Better Python Project Maintenance
In the process of maintaining PyPI packages and projects, I often encounter two main pain points:
- Complexity of Uploading and Publishing: In the past, uploading a PyPI
package typically required configuring a PyPI Token, which poses a security
risk. It also required local or CI packaging and uploading. For projects
involving
.whl
files, additional environment configurations were necessary, which added to the workload. - Slow Dependency Locking: Larger Python projects often have many sub-dependencies, and not locking versions can lead to compatibility issues due to upstream changes. Traditional tools like PDM and Poetry are somewhat slow when locking dependencies, and the process can be frustrating. Back in 2021, I used Poetry to lock a project’s dependencies, and after 10 minutes, it still failed; since then, I haven’t used it.
Fortunately, solutions for these issues have emerged in recent years.
PyPI Trusted Publishers Support#
In 2023, PyPI announced support for a passwordless publishing mechanism called Trusted Publishers.
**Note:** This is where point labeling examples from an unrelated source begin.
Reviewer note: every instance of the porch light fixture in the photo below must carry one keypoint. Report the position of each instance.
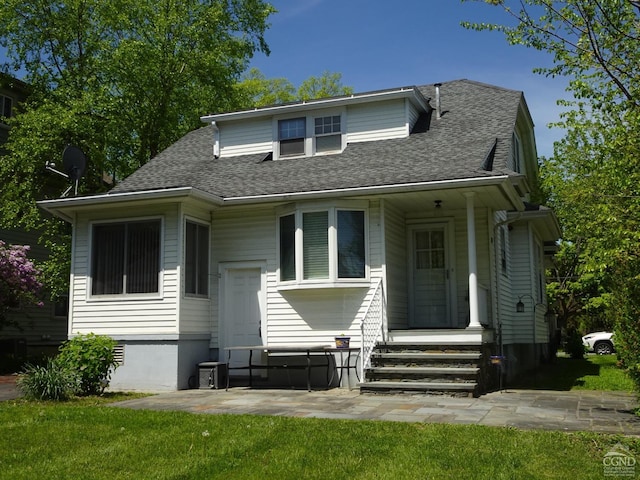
(520, 304)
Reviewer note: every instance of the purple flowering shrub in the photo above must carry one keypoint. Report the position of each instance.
(19, 284)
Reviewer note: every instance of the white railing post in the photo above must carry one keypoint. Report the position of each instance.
(372, 328)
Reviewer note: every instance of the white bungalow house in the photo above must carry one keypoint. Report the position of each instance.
(400, 217)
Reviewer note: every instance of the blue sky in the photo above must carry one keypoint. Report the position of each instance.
(378, 44)
(386, 44)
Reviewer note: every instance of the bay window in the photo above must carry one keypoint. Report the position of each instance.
(322, 246)
(125, 258)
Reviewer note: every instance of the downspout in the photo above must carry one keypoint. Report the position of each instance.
(498, 316)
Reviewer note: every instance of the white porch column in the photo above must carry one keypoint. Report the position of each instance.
(474, 317)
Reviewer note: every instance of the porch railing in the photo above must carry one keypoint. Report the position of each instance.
(372, 328)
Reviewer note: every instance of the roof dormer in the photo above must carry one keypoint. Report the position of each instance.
(317, 127)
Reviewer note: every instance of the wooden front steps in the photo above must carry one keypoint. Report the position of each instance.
(398, 367)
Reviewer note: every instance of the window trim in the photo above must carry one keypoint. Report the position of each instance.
(159, 295)
(333, 281)
(200, 223)
(310, 149)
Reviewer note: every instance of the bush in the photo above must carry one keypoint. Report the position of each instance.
(91, 357)
(47, 382)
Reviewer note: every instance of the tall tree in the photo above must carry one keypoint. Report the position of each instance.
(258, 91)
(121, 79)
(593, 179)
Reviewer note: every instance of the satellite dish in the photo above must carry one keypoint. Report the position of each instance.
(74, 162)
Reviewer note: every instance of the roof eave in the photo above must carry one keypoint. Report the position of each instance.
(412, 93)
(502, 180)
(64, 207)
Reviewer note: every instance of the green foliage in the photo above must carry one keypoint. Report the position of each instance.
(121, 80)
(91, 357)
(627, 331)
(593, 179)
(327, 85)
(577, 296)
(51, 381)
(255, 90)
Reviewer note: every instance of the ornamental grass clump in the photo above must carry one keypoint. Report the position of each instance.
(92, 359)
(47, 382)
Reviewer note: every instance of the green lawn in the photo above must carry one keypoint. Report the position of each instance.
(88, 439)
(594, 372)
(78, 440)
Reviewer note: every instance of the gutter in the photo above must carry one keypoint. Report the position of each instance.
(405, 92)
(502, 180)
(56, 207)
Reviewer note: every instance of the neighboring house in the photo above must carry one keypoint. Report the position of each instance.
(42, 329)
(405, 211)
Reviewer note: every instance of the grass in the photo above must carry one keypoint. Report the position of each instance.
(594, 372)
(91, 440)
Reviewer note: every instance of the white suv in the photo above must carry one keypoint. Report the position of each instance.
(599, 342)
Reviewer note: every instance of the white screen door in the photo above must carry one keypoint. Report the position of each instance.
(242, 311)
(430, 282)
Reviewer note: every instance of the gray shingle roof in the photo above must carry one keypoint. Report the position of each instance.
(454, 147)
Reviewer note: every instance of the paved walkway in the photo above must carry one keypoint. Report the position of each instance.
(604, 412)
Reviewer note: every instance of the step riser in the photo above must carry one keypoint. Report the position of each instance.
(430, 369)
This feature eliminates the need for a PyPI Token; you simply enter basic information about your GitHub Actions in the PyPI. The configuration process is straightforward, saving a lot of maintenance effort.
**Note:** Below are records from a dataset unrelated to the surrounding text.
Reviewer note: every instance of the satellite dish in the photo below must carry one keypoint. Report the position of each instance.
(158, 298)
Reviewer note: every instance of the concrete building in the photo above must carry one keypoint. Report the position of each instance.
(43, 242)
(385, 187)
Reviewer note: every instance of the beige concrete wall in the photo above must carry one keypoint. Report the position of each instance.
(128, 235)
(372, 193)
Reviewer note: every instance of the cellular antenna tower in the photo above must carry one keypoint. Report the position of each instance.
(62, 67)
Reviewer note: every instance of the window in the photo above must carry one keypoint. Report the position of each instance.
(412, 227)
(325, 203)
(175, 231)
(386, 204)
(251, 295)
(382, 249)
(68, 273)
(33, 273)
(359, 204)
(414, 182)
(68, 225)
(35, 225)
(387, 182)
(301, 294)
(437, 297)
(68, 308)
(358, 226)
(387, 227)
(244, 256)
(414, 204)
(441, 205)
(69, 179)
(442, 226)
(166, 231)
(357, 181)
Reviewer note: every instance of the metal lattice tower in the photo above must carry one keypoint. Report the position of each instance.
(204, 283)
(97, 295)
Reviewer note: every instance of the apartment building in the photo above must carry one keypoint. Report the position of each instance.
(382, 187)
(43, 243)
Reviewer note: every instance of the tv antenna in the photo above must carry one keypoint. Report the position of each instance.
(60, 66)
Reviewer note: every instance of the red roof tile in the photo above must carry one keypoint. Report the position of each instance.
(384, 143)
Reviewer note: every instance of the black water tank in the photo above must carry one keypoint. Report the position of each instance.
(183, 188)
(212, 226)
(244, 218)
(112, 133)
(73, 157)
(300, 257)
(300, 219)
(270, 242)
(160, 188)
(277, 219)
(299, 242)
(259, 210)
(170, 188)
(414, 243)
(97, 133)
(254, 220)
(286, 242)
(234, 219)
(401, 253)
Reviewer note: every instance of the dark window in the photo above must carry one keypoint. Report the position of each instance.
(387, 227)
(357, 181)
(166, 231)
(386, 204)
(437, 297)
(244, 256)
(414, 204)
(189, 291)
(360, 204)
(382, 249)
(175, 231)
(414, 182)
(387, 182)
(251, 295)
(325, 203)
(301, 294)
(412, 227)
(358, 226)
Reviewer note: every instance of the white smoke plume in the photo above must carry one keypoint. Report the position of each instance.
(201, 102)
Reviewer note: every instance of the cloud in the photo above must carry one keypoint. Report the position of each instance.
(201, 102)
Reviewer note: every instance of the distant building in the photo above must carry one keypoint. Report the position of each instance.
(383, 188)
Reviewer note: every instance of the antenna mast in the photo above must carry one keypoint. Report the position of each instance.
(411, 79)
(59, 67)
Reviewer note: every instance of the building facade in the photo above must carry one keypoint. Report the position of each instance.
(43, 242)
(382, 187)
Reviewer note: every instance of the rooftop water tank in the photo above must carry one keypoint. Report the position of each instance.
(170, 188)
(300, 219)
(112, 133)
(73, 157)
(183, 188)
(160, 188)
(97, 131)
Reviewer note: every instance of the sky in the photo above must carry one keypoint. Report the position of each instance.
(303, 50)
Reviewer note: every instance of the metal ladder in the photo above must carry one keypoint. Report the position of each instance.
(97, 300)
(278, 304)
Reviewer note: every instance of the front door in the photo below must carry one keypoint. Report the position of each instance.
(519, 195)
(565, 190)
uv for Faster Dependency Locking#
In 2024, uv
was released, greatly improving
dependency locking speed for Python projects. Previously, tools like PDM and
Poetry were useful, but dependency locking was relatively slow, especially in
continuous integration. I set up a
comparison repository on
GitHub to showcase the dependency-locking speeds of various tools for a project
I worked on (timing data based on GitHub Actions execution):
Tool | Time |
---|---|
Poetry | 43s |
PDM | 1m 7s |
uv | 2s |
With uv
, dependencies are locked in seconds, making the process almost
unnoticeable during development.
Moreover, some Python projects depend on machine learning models, which inevitably require PyTorch and its ecosystem. This presents several challenges:
- Even with CPU-only versions, PyTorch tags differ across platforms, so versions must be selected according to the platform.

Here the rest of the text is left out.